Это был условный сигнал общей атаки, который дал Пылаев, со взводом обошедший, озеро с противоположной стороны.
С треском ломая кустарник, солдаты ринулись на костер, на ходу открыли огонь и в несколько минут разделались с эсэсовцами.
Услышав стрельбу, начавшуюся со всех сторон, люди на озере поняли, что красные ракеты были вестниками их освобождения, и потрясающей силы всеобщий крик радости загремел над толпой, и неудержимая человеческая лавина хлынула к берегам озера.
Люди были истощены, намучены, но бросились помогать солдатам расправиться с охраной — они бились самоотверженно и страстно, как только может биться человек за свою свободу.
Солдаты бежали навстречу людям и те обнимали своих освободителей.
К Шпагину подбежала женщина с непокрытой русой головой и рассыпавшимися по плечам косами.
— Родные... спасители... — говорила она и обнимала его, и целовала, и плакала.
Он чувствует на своем лице ее горячее, частое дыхание, ее потрескавшиеся от мороза губы, ощущает соленый вкус ее слез — и сам гладит ее мягкие теплые волосы, и у него до боли режет в глазах, и он испытывает небывалое волнение.
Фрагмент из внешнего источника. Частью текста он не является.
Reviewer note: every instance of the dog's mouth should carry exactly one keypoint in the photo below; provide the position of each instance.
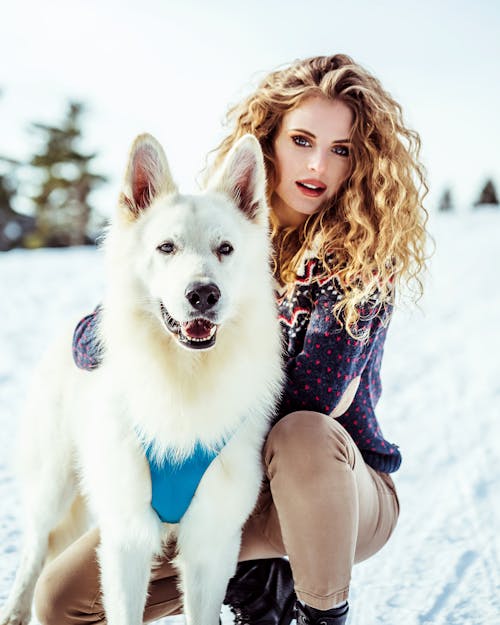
(199, 333)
Он слышит, как гулко стучит его огромное, во всю грудь, сердце: он со своими солдатами два года шел к этому озеру, к этим людям, еще с той самой минуты, как они вступили в первый бой на польской границе, и даже тогда, когда по непролазной осенней грязи отступали к Москве, и потом, когда голодали, переносили нечеловеческие лишения, гибель близких, бросались в атаку на немецкие пулеметы, проливали свою кровь, умирали и воскресали. И вот теперь все это: все, что они претерпели, все их неисчислимые потери и жертвы — теперь все это получило оправдание, приобрело смысл и значение, и вся их жизнь приобрела величие исторического, бессмертного деяния.
На рассвете Скиба и Пылаев привели пленных немцев в деревню Березовый Угол.
На взгорбке, около большого дома, окруженного сплошным забором из березовых кольев, — бывшей немецкой комендатуры — они остановились.
На заборе еще висела большая вывеска с надписью «Kommandantur» и орлом над нею.
Пылаев сильным ударом приклада сбил вывеску на землю.
— Нет теперь на этой земле немецких комендантов и вовеки не будет!
Стали отбирать документы у пленных — Пылаев должен был конвоировать их в штаб полка.
Пленных было человек двадцать. Одежда на них — какое-то невообразимое тряпье, первоначальное назначение которого теперь уже невозможно определить. Пленные натянули на себя все, что только может согревать: платки, одеяла, женские пальто. Безразличие этих людей к своей внешности говорило о том, что животный страх за свою жизнь парализовал в них все человеческие чувства.
В одну ночь Пылаев увидел столько зла, столько ничем не оправданной жестокости, будто в эту ночь прожил много страшных лет.
А мимо идут и идут освобожденные с озера — их колонна тянется по взгорбку, через мост, широким снежным полем и выходит из лесу. Убитых и раненых несут солдаты на самодельных носилках из жердей.
Вот ведут под руки плачущую навзрыд женщину. Она несет на руках ребенка, завернутого в сшитое из пестрых лоскутков одеяльце. Ребенок мертв, но женщина не верит этому, не хочет примириться с его смертью; она кутает трупик в свой полушубок, стягивает с головы платок, чтобы потеплее завернуть его.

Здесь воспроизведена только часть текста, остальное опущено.